自分の夢を叶える為なら、人によってはそれ相応の努力を行う。

別にそれが馬鹿みたいと馬鹿にしているわけではない。

実際、夢が現実となっている人もいるんだし、それはそれで素晴らしいことだと思う。

でもそんな簡単なことではないということは、私が一番よく知っている。

小さい頃からずっと夢だった憧れの職業。

ずっと手が届かない、追いかけても追いかけても追いつけないようなそんな夢だったのに。

運命はサイコロみたいなものだ。

人生、何が起こるかわかったもんじゃない。

これは私が実際に体験したことの、お話である。


「おねぇちゃ~ん、手紙来てたよ~。確か手紙来たら不合格って言ってたよね? これで何件目?」

弟が馬鹿にしきったような声を私にかける。

返事をする気もなかった私は、無言で手紙を受け取る。

(また不合格か……ケンカ売ってるとしか思えないわ……)

その手紙を見ながら、私ははあっと深いため息をつく。

手紙の中身を確認するまでもなく、不合格と書かれた書類がある。

私の名は水鳥飛鳥。どこにでもいそうな大学生である。

ただいま絶賛就活中である。

小さい頃から何かとテレビが好きだった私は、将来は絶対テレビに関わる仕事がしたいと軽く一万回は言っていた。

その結果が、このざまだ。

どこをどう受けても、不合格の文字。

電話や郵便物により届く、最悪な結果通知……

(気晴らしにどっか出掛けようかな……)

嫌な気分を忘れるようにして、外に出てみる。

外は快晴で、一気にすがすがしい気持ちになった。

何羽かの鳥が、のんきにさえずって飛んでいる。

(いいな、鳥は自由気ままで……私も早く自由にはばたきたい……)

このままどこかに逃げ去ってやろうか、そんな考えもわいてきた。

そんな時、だった。

私に、何かがぶつかったのは。


「いった!」

「おっとっと、ごめんごめん! 君大丈夫?」

勢いよくぶつかっといて、大丈夫はないだろう。

思わずしりもちをついた私は、心の中でそう毒づいた。

当然それを口にすることはなかったが。

「い、いえ。大丈夫です」

「僕も急いでたもんだから、つい……立てる?」

はいと返事しようとして、何か違和感を感じた。

(あれ、この声聞いたことあるような……)

すごくおしゃれに着こなされた服装に、十字型のネックレスがかかっている。

格好にあわない金髪に、大きな帽子とメガネが妙に目立っている。

(不審者……じゃないよな)

格好からして見るからに怪しい。

でもこの人はちゃんと謝ってくれたし、なにより優しくしてくれる。

彼が私にかける声が、どこかで聞いたような気がしてたまらない。

何だろう、この違和感。この人、どこかで見た様な気がする……

「ふ~む……なるほどなるほど……へぇ~……」

といきなり彼は私の方をじろじろと見だした。

なるほどだのと感嘆の声をあげながら私にどんどん近づいてくる。

この人危険だ。

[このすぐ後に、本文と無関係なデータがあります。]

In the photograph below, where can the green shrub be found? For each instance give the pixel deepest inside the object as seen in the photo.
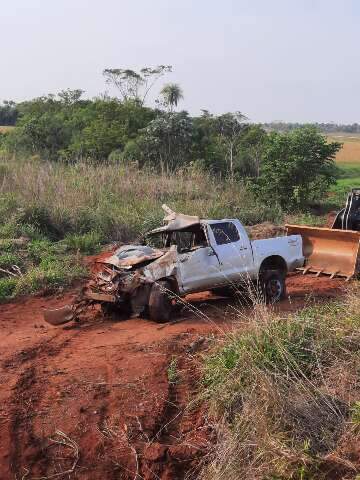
(87, 243)
(7, 288)
(8, 259)
(51, 274)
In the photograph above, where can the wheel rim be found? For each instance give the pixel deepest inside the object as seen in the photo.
(274, 289)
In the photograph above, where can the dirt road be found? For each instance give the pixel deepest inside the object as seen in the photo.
(96, 401)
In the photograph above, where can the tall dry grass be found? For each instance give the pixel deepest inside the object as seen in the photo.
(283, 396)
(117, 201)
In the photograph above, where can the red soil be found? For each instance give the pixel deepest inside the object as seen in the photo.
(105, 386)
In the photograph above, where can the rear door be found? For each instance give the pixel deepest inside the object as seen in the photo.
(233, 248)
(198, 265)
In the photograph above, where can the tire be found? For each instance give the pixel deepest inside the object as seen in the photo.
(115, 311)
(272, 285)
(160, 302)
(227, 291)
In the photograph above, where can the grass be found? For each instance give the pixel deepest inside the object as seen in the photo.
(284, 395)
(6, 128)
(36, 265)
(119, 203)
(63, 210)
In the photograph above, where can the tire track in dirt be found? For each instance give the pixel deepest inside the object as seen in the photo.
(28, 450)
(171, 452)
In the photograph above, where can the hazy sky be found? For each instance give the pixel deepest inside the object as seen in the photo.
(291, 60)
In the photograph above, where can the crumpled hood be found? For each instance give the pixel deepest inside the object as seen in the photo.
(129, 255)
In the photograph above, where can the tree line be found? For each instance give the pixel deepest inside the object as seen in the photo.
(289, 168)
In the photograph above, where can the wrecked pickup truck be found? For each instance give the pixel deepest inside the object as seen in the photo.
(189, 254)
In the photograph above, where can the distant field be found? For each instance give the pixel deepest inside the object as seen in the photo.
(5, 129)
(350, 153)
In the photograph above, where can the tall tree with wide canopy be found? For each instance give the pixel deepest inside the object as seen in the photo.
(171, 94)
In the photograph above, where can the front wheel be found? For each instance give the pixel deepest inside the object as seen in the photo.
(160, 301)
(272, 285)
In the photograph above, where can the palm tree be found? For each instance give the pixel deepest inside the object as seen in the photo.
(171, 94)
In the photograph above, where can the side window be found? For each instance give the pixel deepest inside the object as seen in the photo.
(225, 232)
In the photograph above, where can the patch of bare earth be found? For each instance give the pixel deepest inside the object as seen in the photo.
(95, 401)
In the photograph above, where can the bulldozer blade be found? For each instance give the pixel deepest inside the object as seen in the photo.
(58, 316)
(329, 251)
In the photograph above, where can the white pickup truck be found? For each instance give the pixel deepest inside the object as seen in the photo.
(189, 254)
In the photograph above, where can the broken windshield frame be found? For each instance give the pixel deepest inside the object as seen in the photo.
(185, 240)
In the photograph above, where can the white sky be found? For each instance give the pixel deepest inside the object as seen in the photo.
(291, 60)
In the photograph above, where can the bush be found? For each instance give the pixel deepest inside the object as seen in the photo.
(284, 394)
(297, 168)
(7, 288)
(87, 243)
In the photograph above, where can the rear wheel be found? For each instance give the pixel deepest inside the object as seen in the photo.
(160, 301)
(272, 285)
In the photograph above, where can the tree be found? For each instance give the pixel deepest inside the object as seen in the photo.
(166, 142)
(171, 94)
(70, 97)
(229, 127)
(134, 85)
(297, 167)
(250, 151)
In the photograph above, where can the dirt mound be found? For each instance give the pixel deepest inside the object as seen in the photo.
(112, 399)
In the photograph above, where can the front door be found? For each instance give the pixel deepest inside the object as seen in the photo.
(234, 251)
(199, 269)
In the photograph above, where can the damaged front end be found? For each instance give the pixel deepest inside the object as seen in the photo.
(124, 279)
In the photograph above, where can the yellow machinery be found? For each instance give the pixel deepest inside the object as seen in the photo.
(329, 251)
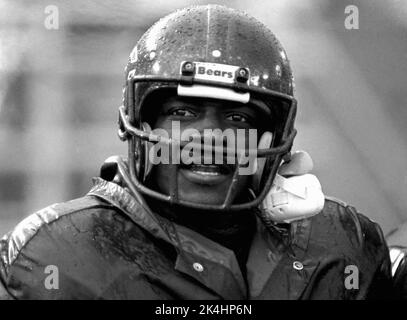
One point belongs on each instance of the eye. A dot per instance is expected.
(181, 112)
(237, 117)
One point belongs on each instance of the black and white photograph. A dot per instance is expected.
(214, 151)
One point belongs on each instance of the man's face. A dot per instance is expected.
(203, 183)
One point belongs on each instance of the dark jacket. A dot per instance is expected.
(109, 245)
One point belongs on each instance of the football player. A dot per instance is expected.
(209, 203)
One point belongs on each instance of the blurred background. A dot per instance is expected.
(60, 89)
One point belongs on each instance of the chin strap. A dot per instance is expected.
(295, 193)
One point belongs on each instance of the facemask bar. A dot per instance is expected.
(135, 135)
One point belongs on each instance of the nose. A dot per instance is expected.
(210, 119)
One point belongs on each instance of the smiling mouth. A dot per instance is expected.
(206, 174)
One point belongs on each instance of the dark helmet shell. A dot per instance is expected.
(217, 34)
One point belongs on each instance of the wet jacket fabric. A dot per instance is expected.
(398, 257)
(109, 245)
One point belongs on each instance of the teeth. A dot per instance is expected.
(206, 173)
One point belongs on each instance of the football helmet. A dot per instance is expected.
(216, 52)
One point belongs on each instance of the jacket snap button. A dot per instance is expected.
(298, 265)
(198, 267)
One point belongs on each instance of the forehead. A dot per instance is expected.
(201, 102)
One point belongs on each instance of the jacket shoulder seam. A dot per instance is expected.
(25, 231)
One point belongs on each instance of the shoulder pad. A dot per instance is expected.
(14, 241)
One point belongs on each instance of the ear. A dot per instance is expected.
(264, 143)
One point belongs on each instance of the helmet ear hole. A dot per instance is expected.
(265, 142)
(146, 146)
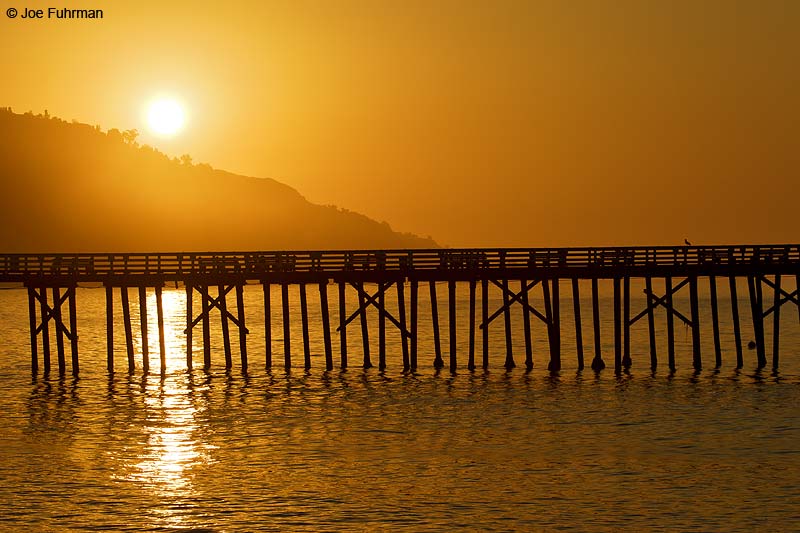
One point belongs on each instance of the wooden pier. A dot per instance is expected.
(214, 278)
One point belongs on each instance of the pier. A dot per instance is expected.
(214, 285)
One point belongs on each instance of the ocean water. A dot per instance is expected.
(363, 450)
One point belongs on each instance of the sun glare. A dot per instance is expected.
(165, 117)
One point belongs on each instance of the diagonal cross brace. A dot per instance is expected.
(216, 302)
(655, 301)
(372, 300)
(50, 312)
(793, 297)
(515, 297)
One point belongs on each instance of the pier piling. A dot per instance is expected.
(51, 282)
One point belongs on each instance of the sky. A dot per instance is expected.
(480, 123)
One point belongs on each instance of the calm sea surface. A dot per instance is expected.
(370, 451)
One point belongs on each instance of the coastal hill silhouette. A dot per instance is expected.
(70, 187)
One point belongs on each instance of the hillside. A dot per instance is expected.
(70, 187)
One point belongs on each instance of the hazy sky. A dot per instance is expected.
(480, 123)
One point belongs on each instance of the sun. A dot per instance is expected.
(166, 117)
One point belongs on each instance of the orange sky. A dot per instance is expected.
(480, 123)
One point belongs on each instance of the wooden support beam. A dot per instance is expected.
(382, 327)
(654, 301)
(797, 290)
(240, 314)
(758, 319)
(576, 311)
(267, 325)
(697, 361)
(206, 328)
(526, 325)
(555, 351)
(626, 322)
(143, 327)
(189, 320)
(484, 320)
(651, 324)
(62, 364)
(471, 354)
(222, 298)
(712, 282)
(73, 328)
(437, 344)
(326, 324)
(509, 364)
(45, 312)
(364, 326)
(670, 325)
(32, 321)
(126, 317)
(548, 311)
(342, 325)
(737, 333)
(304, 324)
(109, 333)
(597, 362)
(761, 347)
(414, 323)
(617, 325)
(776, 323)
(401, 308)
(451, 293)
(287, 342)
(162, 348)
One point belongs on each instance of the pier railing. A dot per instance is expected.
(52, 281)
(89, 267)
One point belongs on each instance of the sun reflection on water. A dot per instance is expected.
(173, 446)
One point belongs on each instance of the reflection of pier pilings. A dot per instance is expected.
(515, 277)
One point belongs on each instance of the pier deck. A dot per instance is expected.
(514, 272)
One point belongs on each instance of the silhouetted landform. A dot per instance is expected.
(72, 187)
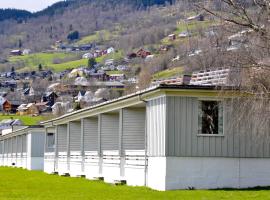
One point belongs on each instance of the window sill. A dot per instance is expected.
(210, 135)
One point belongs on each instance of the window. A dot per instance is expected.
(210, 117)
(50, 140)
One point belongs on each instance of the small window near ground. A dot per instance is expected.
(50, 140)
(210, 117)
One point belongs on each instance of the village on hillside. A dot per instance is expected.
(104, 73)
(159, 95)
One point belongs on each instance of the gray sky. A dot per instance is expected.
(31, 5)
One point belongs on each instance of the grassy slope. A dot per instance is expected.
(30, 185)
(68, 65)
(97, 37)
(27, 120)
(168, 73)
(33, 60)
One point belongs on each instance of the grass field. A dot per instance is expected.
(177, 71)
(96, 37)
(18, 184)
(32, 61)
(68, 65)
(27, 120)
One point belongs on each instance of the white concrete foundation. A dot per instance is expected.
(76, 164)
(35, 163)
(173, 173)
(49, 161)
(111, 166)
(62, 163)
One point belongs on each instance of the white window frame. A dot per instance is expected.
(53, 146)
(222, 134)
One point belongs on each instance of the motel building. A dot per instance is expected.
(23, 148)
(166, 137)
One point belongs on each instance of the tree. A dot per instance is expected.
(40, 67)
(91, 63)
(74, 35)
(251, 20)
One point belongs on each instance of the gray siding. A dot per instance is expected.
(5, 146)
(133, 129)
(52, 131)
(75, 136)
(183, 140)
(14, 145)
(1, 147)
(90, 134)
(109, 131)
(62, 138)
(24, 143)
(37, 144)
(19, 144)
(156, 126)
(9, 145)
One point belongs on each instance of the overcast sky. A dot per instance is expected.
(31, 5)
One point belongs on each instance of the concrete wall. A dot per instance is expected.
(208, 172)
(182, 139)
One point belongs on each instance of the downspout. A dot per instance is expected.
(145, 144)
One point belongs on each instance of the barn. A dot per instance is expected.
(23, 148)
(166, 137)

間違いなく、危ない人だ。

とりあえず逃げなきゃと、立ち去る理由を即座に考える。

「あ、あの。私、急いでるんで……」

「君さ、マネージャーとかに興味ない?」

これが俗にいう勧誘ってやつですか。

その手には、絶対に乗らない……

「すみません、興味ないんで」

「よかったらうちの会社に来ない? ちょうど人手が足りなくてさ」

「勧誘ならお断りします」

「カノンプロダクションっていうとこなんだけど」

ん? 今、この人なんて言った?

カノンプロダクション? あの有名な?

「新人アイドルの育成が間に合わないらしくてさぁ。適当でいいから見つけて来いって言われてるんだよね。どう? やってみない?」

「わ、私が?」

「他に誰がいるの?」

ダメだ、カノンプロダクションと言われると後に引けない。

なぜならそこは、かの有名なアイドル「YOU☆」がいるからだ。

YOU☆というのは、今話題の超人気アイドルだ。

私も大好きなアイドル。

そんな有名人に会えるなんて、天にも上る気持ちだ。

ましてや、働けばテレビ局の方にも関われるかもしれないじゃないか!

「あ、あの、私実は……!」

「見つけた」

そこに、一人の青年の声が聞こえた。

後ろを振り返ると、そこには見慣れない男性が立っている。

(で、でかっ……)

およそ百九十はあるように見える長身、怒っているようにも見える鋭い目つきを金髪の少年に向けている。

「ここだろうと思った。どうせカラオケでも行くつもりだったんだろ」

「あっはは、ばれたか。さすが衣鶴は僕のこと何でも知ってるね♪」

「嫌でも分かるだろ。何回も同じようなことをされると。仕事だ、行くぞ」

「あ、その前にさ、この子も一緒に連れてっていいかな? マネージャーにちょうどいいと思って」

金髪の少年がそう言うと、長身の男性がいぶかしげに私を見る。

なんだか怖くて、思わず身をすくめてしまう。

「この女にした根拠は?」

「勘♪」

「また勘かよ」

「僕の勘はあたるんだぞ~?」

「ふうむ……おい女ついてこい」

「えっ。ちょっ、どこにですか!?」

「決まってんだろ、うちの会社だ。こいつの仕事もあるし」

何が何だかわからない。

仕事って何? この金髪の人、何をやってるの?

「あの、失礼ですがあなたは……?」

「ん? 僕? 大西夕だけど」

オオニシユウ? どこかで聞いたような……

あれ? 確か、YOU☆の本名って……

「さぁ、行こっ♪ 僕の華麗なショーを見せてあげる☆」

そういって地毛だと思っていた金髪の髪を、投げ捨てる。

眼鏡と帽子を取った、その顔はYOU☆そのものだった。

こうして私の波乱万丈な人生が幕を開けたのです!


(続く・・・)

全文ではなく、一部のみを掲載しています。